WHAT'S OUR RECIPE FOR THREAD DESIGNED RESTAURANT BRAND?
Deep dive into our process, we're sharing our steps from concept to completion
If you haven’t picked up on the buzz already there is a new super venue in town, not one, but four food and beverage experiences launching at the same time. Bonica, La Mezcaleria, El Paisa and La Barra. Here’s the story of how we pulled the project together.

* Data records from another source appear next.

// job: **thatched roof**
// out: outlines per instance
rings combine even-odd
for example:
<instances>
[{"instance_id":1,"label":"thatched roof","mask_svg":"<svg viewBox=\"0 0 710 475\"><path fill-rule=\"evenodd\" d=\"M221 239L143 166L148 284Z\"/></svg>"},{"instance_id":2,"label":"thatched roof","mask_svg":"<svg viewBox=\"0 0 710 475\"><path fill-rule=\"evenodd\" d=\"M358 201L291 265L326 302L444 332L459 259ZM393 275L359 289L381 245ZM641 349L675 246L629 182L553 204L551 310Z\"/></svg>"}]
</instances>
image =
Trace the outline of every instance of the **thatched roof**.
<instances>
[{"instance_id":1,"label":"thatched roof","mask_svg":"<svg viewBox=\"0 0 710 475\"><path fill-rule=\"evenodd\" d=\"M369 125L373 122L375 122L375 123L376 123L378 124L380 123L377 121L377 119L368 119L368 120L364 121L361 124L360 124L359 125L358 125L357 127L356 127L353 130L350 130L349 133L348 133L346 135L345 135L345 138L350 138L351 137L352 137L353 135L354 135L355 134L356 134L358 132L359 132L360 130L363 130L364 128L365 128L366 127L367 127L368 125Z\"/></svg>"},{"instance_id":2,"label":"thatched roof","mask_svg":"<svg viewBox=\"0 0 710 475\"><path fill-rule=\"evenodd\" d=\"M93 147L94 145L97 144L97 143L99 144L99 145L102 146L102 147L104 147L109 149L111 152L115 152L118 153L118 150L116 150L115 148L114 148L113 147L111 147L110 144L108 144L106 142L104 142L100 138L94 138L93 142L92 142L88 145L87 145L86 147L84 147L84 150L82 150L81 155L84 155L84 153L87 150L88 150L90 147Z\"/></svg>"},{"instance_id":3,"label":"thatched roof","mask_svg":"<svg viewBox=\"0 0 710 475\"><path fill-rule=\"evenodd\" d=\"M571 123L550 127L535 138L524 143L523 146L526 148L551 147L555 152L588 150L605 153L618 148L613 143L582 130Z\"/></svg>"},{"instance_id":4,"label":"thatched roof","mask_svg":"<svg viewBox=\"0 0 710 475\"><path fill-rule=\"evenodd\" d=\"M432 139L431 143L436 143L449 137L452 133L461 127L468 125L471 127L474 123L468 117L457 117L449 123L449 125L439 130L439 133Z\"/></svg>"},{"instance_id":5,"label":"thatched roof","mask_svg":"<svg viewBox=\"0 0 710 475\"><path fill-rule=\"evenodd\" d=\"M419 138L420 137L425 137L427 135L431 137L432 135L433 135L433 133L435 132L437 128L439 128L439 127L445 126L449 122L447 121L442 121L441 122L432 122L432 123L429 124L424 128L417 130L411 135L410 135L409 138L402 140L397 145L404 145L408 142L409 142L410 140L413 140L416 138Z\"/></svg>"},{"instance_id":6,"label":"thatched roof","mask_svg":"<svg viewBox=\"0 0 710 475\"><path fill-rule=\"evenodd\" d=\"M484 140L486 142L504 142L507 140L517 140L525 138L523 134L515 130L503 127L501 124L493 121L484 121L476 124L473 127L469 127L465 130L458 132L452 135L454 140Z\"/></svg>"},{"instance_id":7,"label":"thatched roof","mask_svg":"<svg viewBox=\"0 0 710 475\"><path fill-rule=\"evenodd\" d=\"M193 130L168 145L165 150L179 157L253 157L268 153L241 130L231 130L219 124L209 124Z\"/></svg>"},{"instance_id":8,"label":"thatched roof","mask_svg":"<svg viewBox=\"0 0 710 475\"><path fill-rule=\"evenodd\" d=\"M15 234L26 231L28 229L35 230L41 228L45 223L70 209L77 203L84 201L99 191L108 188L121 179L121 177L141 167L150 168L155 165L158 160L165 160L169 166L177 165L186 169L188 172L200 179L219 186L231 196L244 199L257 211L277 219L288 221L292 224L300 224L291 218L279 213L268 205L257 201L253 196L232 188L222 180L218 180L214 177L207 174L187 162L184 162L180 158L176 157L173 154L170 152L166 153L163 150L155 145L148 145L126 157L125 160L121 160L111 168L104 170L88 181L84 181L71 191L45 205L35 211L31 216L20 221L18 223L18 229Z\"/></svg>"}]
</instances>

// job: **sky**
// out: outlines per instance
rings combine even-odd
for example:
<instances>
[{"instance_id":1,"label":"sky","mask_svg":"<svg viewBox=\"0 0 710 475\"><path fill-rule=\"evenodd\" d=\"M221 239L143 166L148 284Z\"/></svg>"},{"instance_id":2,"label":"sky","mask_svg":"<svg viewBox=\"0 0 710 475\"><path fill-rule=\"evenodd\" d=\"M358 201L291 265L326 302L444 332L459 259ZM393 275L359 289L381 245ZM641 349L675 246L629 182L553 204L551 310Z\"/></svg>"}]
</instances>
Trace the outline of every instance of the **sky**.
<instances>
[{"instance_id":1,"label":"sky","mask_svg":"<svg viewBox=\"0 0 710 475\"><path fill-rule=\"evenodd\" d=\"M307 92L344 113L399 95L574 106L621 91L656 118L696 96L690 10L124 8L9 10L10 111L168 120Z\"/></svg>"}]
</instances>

To give a bit of context, we’ve been doing this since 2005. Over the years we’ve refined our process, introduced as well as removed steps. It’s an ongoing trial and error that evolves with the market. For now we’ve got it down to the following ten steps and this process works whether you’re a tech crypto start-up or luxury Bund champagne bar!
STEP ONE
Research
Deep dive into what’s happening locally and internationally for similar concepts.
Trends and possibilities change so fast, even after years of branding restaurants there is something new to learn every month. Our research covers stakeholders, competitors and inspiration. Something that is uniquely Thread however is how we look at brands, we try and think about how concepts come together.
It’s our opinion that the coolest brands these days are a mixture of two things.
A great example of this is when you take a concept like Dishoom in UK. It’s a story of old cafes in Bombay, mixed with the story of the building they are housed in (for example a train station or an old movie theatre). The result is a mix of two concepts! It’s our belief that every strong food and beverage concept in the market today brings this fusion together and creates this memorable experience. We look at hundreds of these, present the most interesting ones to the client and from there we turn it into a game!
STEP TWO
Theme Games
How do we hone in on two concepts that’ll mix well?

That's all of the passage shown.